Treasurer puts industry ‘on notice’ as reforms roll out
Insurance is squarely in the Federal Government’s sights, with Treasurer Josh Frydenberg setting out a schedule to rapidly introduce Hayne royal commission reforms.
“The scale of these reforms, detailed in the Government’s implementation plan, represents the biggest shake-up of the financial sector in three decades and the speed with which they will be implemented is unprecedented,” Mr Frydenberg says in an opinion piece in The Australian today.
The Government will follow up the reforms by establishing an independent review in three years’ time to assess the extent to which changes in industry practices have led to improved consumer outcomes and the need for further action.
“Industry is on notice,” he says. “The public’s tolerance has been exhausted as they now expect, and we will ensure, that the reforms are delivered and the behaviour of those in the sector better reflects community expectations.”
By the end of this year more than 20 royal commission commitments, about a third of the total, will have been implemented or will be included in legislation before the parliament, according to the schedule.
That will rise to more than 50 commitments, or almost 90% by the middle of next year, with legislation covering the remainder to be introduced by the end of next year.
Mr Frydenberg says the implementation plan will make up 75% of Treasury’s legislative agenda over the next year.

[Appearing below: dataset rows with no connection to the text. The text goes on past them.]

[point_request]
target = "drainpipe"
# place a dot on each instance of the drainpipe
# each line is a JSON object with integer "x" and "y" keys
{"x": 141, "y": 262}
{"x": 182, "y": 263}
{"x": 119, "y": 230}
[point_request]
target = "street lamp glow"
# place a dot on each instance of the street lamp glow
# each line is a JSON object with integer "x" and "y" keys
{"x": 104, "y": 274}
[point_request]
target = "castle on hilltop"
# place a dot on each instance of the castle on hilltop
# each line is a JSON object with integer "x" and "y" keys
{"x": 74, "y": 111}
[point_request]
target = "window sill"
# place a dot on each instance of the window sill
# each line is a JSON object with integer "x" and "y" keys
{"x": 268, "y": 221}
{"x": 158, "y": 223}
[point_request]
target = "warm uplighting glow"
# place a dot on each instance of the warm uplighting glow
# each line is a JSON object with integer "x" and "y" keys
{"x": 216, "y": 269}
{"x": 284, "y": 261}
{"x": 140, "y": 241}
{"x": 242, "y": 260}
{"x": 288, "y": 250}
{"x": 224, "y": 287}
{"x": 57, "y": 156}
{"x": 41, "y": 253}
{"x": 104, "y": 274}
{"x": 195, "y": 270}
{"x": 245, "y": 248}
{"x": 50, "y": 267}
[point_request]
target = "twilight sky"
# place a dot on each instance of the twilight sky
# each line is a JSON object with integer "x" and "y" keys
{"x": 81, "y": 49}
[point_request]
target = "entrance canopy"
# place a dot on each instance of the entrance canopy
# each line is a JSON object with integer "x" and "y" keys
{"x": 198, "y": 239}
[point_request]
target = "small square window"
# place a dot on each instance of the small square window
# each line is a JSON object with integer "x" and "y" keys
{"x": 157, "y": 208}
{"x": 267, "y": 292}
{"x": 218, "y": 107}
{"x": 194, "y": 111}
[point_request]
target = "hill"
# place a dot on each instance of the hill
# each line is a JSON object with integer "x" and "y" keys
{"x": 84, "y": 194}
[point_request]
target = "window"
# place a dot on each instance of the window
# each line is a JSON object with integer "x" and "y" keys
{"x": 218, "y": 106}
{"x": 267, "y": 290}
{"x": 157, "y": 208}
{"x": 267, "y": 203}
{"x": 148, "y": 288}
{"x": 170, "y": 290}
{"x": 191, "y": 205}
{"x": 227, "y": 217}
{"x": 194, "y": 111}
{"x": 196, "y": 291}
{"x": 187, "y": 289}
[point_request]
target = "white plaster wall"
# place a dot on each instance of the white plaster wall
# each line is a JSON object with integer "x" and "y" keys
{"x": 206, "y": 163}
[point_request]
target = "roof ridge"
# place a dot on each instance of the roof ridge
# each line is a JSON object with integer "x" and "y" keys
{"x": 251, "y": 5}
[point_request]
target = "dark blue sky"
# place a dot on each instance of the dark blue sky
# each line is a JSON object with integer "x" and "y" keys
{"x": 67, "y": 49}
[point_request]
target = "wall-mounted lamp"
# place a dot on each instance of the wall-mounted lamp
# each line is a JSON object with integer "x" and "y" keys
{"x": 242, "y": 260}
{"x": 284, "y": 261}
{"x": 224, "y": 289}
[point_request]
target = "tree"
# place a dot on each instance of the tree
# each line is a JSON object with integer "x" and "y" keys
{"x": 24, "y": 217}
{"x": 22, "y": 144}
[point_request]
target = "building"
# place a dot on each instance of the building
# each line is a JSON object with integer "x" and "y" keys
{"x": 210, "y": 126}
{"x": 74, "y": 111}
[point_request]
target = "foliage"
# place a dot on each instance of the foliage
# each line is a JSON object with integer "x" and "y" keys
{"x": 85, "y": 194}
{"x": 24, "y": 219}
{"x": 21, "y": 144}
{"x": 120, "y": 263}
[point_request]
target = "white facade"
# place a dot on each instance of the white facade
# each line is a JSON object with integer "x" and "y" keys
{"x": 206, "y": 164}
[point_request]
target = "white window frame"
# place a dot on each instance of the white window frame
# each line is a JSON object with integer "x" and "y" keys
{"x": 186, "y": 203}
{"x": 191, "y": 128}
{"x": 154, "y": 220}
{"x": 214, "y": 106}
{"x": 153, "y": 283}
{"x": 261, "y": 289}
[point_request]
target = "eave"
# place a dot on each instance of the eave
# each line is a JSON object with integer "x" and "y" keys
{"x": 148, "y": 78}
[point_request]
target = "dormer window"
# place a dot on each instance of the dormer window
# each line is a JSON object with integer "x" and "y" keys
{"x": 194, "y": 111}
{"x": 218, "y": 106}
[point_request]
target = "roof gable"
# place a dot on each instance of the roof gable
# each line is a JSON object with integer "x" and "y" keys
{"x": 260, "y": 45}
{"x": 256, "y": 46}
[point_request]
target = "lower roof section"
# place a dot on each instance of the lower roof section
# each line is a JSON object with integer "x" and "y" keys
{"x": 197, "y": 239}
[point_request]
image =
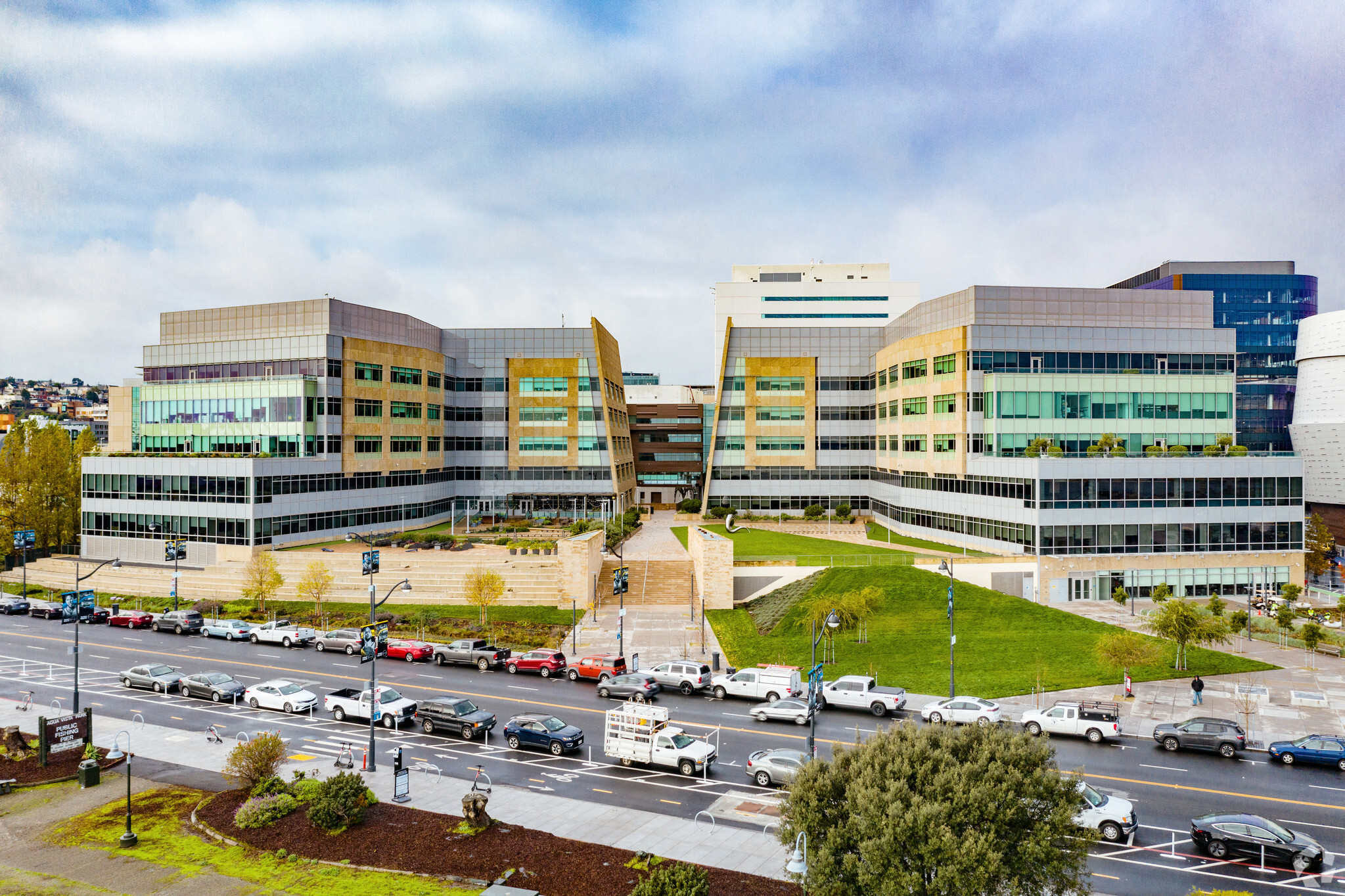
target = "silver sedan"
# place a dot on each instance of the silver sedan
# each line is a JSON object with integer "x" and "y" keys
{"x": 787, "y": 709}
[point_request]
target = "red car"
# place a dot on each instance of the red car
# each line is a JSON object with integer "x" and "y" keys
{"x": 544, "y": 662}
{"x": 131, "y": 619}
{"x": 409, "y": 650}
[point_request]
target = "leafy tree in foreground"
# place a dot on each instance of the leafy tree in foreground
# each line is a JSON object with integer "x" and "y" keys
{"x": 939, "y": 811}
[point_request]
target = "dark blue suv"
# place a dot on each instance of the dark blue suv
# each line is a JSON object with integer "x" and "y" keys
{"x": 539, "y": 730}
{"x": 1323, "y": 750}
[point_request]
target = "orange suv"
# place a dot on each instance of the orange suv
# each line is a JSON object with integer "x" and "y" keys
{"x": 600, "y": 667}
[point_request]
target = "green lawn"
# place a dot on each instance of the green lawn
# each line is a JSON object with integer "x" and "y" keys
{"x": 1003, "y": 642}
{"x": 756, "y": 543}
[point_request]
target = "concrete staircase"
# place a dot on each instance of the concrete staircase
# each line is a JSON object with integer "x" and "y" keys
{"x": 651, "y": 581}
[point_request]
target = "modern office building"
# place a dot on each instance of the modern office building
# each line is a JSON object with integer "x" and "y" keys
{"x": 1319, "y": 426}
{"x": 1264, "y": 303}
{"x": 949, "y": 400}
{"x": 300, "y": 422}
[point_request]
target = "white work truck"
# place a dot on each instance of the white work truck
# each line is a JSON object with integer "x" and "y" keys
{"x": 283, "y": 633}
{"x": 861, "y": 692}
{"x": 764, "y": 683}
{"x": 641, "y": 734}
{"x": 1095, "y": 720}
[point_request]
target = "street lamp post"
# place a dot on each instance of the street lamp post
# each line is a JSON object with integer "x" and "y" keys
{"x": 953, "y": 638}
{"x": 832, "y": 622}
{"x": 116, "y": 564}
{"x": 129, "y": 837}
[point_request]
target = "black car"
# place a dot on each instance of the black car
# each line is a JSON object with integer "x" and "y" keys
{"x": 10, "y": 606}
{"x": 1220, "y": 735}
{"x": 181, "y": 622}
{"x": 542, "y": 730}
{"x": 216, "y": 686}
{"x": 1238, "y": 836}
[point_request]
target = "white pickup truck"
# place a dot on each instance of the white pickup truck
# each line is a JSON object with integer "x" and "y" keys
{"x": 641, "y": 734}
{"x": 861, "y": 692}
{"x": 281, "y": 633}
{"x": 393, "y": 709}
{"x": 764, "y": 683}
{"x": 1095, "y": 720}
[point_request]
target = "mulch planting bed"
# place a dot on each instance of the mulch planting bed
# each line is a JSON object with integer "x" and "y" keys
{"x": 405, "y": 838}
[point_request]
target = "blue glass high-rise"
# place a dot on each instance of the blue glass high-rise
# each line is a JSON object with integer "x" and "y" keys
{"x": 1264, "y": 302}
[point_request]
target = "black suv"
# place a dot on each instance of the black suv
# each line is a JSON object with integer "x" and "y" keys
{"x": 181, "y": 622}
{"x": 1220, "y": 735}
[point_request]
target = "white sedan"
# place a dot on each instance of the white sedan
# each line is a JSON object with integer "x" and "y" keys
{"x": 280, "y": 694}
{"x": 962, "y": 709}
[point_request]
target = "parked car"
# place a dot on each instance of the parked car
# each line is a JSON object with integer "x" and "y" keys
{"x": 637, "y": 685}
{"x": 541, "y": 730}
{"x": 1221, "y": 735}
{"x": 599, "y": 669}
{"x": 156, "y": 677}
{"x": 345, "y": 639}
{"x": 280, "y": 694}
{"x": 788, "y": 709}
{"x": 769, "y": 767}
{"x": 962, "y": 711}
{"x": 448, "y": 713}
{"x": 1111, "y": 817}
{"x": 1320, "y": 750}
{"x": 131, "y": 619}
{"x": 226, "y": 629}
{"x": 1246, "y": 836}
{"x": 10, "y": 606}
{"x": 216, "y": 686}
{"x": 471, "y": 652}
{"x": 863, "y": 692}
{"x": 1091, "y": 719}
{"x": 544, "y": 662}
{"x": 179, "y": 622}
{"x": 409, "y": 650}
{"x": 686, "y": 676}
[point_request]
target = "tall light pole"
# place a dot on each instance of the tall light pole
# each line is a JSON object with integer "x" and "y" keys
{"x": 116, "y": 564}
{"x": 814, "y": 680}
{"x": 953, "y": 638}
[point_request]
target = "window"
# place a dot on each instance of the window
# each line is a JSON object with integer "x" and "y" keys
{"x": 779, "y": 414}
{"x": 548, "y": 385}
{"x": 547, "y": 414}
{"x": 779, "y": 384}
{"x": 365, "y": 408}
{"x": 544, "y": 444}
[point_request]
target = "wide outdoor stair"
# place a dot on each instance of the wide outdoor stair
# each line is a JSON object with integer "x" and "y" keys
{"x": 651, "y": 581}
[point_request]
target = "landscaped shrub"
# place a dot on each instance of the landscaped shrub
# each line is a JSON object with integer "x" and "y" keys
{"x": 260, "y": 811}
{"x": 342, "y": 802}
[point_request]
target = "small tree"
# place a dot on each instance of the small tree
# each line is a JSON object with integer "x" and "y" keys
{"x": 262, "y": 579}
{"x": 483, "y": 589}
{"x": 315, "y": 585}
{"x": 256, "y": 761}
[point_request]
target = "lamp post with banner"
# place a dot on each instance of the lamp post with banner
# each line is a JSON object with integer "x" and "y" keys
{"x": 73, "y": 606}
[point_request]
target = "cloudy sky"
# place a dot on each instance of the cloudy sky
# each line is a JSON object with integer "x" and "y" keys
{"x": 502, "y": 164}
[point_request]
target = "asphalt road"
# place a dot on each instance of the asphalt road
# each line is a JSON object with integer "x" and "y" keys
{"x": 1168, "y": 789}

The Opposition will be fully briefed by Treasury on the implementation plan and pieces of legislation required and it is critical Parliament deals with the reforms constructively and with a sense of urgency, he says.
The Australian Securities and Investments Commission (ASIC) is also stepping up its activity in response to the royal commission, with $404 million of additional funding provided over four years.
The regulator’s new Office of Enforcement is working on 13 matters referred from the inquiry, while also investigating and assessing 30 of the case studies that came to light during the hearings, ASIC Deputy Chairman Daniel Crennan says in an update provided with a half-yearly report.
“While we do not comment on actual or potential investigations, we are prioritising our work on these matters and a significant number of other investigations in Australia’s major financial services institutions,” Mr Crennan says.
ASIC will be recruiting more enforcement officers, including analysts, investigators and lawyers, and step up use of external resources, including seeking advice from members of the bar, he says.
The six-month update shows the regulator opened 77 investigations and completed 48 investigations during the period, 70 criminal charges were laid, and six people imprisoned.
Penalties of $370,800 were paid while $19.2 million was provided in compensation and remediation for consumers and investors.
A total of 103 individuals were removed or restricted from providing financial services or credit and 29 people were disqualified or removed from directing companies.